The venture is called Synthetic Intelligence for Non-Equilibrium Leisure Dynamics, abbreviated as AI-NERD. Fingerprints are generated using an innovative technique called an autoencoder. An autoencoder is a type of neural network that compresses distinct visual data into a latent representation, often referred to as a “fingerprint” among experts, which also incorporates a decoder mechanism that enables the reconstruction of the original image from this compacted latent space.
Researchers sought to develop a comprehensive mapping of fabric fingerprint patterns, grouping similar characteristics together in distinct clusters. Through a holistic examination of the diverse fingerprint neighborhood patterns on the map, the researchers have gained insight into the spatial organization and evolution of these features over time, as they were shaped and reshaped by various pressures and relaxation processes.
Artificial intelligence, boasting impressive fundamental sample recognition abilities, is well-equipped to accurately categorise diverse X-ray images, thereby creating a precise mapping system. “The primary objective of the AI system is to analyze scattering patterns by treating them as conventional images or video feeds, subsequently identifying recurring patterns through a process of digestion,” Horwath explained. “The artificial intelligence is a proficient expert in sample recognition.”

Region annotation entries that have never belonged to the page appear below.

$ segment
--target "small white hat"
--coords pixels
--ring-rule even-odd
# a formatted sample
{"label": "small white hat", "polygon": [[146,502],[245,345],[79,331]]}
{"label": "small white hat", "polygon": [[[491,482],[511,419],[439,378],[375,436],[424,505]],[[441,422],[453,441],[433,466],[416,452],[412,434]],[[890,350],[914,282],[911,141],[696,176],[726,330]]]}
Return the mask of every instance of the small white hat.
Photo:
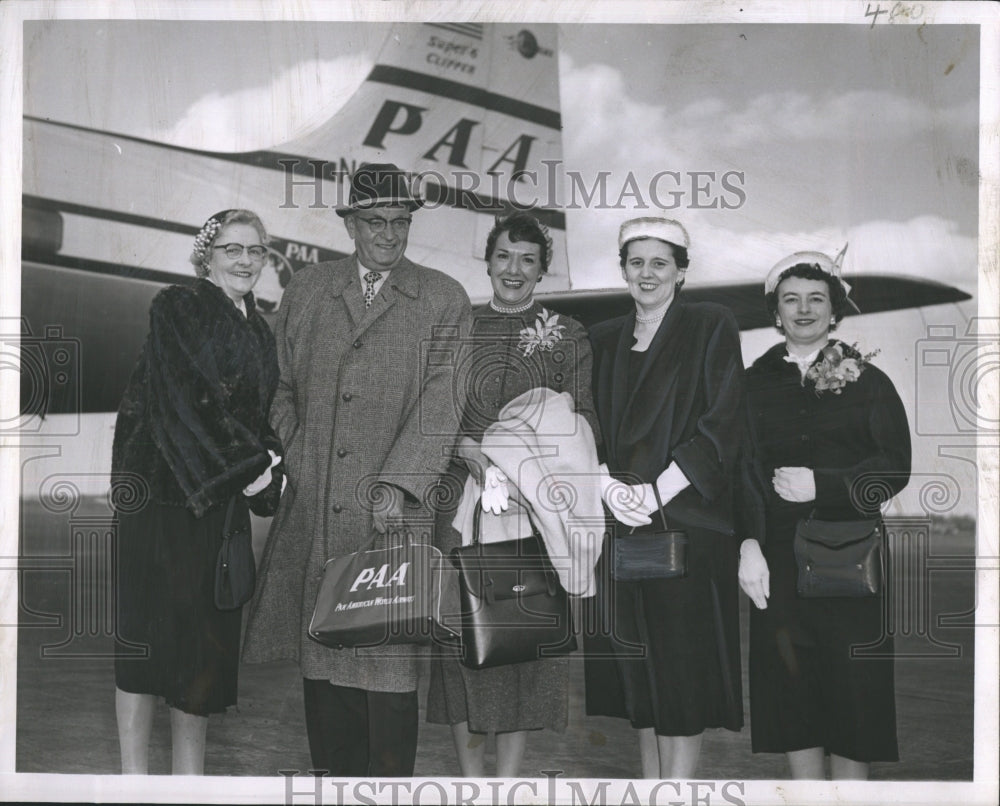
{"label": "small white hat", "polygon": [[618,230],[618,248],[621,249],[629,241],[634,241],[636,238],[658,238],[661,241],[683,246],[685,249],[691,245],[687,230],[679,221],[670,218],[648,216],[626,221]]}
{"label": "small white hat", "polygon": [[798,266],[800,263],[804,263],[808,266],[816,266],[820,269],[820,271],[826,272],[839,282],[844,289],[844,294],[848,297],[848,304],[854,308],[855,311],[857,311],[858,306],[854,304],[854,300],[850,299],[851,287],[847,284],[844,278],[841,277],[842,264],[846,253],[847,244],[845,243],[844,248],[840,250],[837,257],[832,259],[829,255],[825,255],[822,252],[794,252],[786,258],[782,258],[775,263],[771,271],[767,273],[767,277],[764,280],[764,296],[767,296],[778,287],[778,282],[781,279],[782,273],[792,268],[792,266]]}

As the advanced Particle Spectrometer goes live, leveraging AI-driven insights into scattering patterns will be crucial. The new facility will produce X-ray beams that are a staggering 500 times brighter than those of the existing Advanced Photon Source (APS). “When we receive information from the upgraded Advanced Planning System, we’ll need to utilize artificial intelligence capabilities to process it effectively,” Horwath stated.
Researchers from the Idea Group at the Center for Nanoscale Materials (CNM) joined forces with experts from Argonne’s X-ray Science division to conduct advanced molecular simulations, mirroring experimental findings in polymer dynamics observed through X-ray Photon Correlation Spectroscopy (XPCS). The goal was to generate synthetic data to inform AI workflows and train the AI-NERD system.
The examination was supported through a laboratory-directed research and development grant from Argonne.
The authors of the examine are: James (Jay) Horwath, Xiao-Min Lin, Hongrui He, Qingteng Zhang, Eric Dufresne, Miaoqi Chu, Subramanian Sankaranaryanan, Wei Chen, Suresh Narayanan, and Mathew Cherukara from Argonne. Chen and He hold joint faculty appointments at the University of Chicago, while Sankaranarayanan has a joint affiliation with the University of Illinois at Chicago.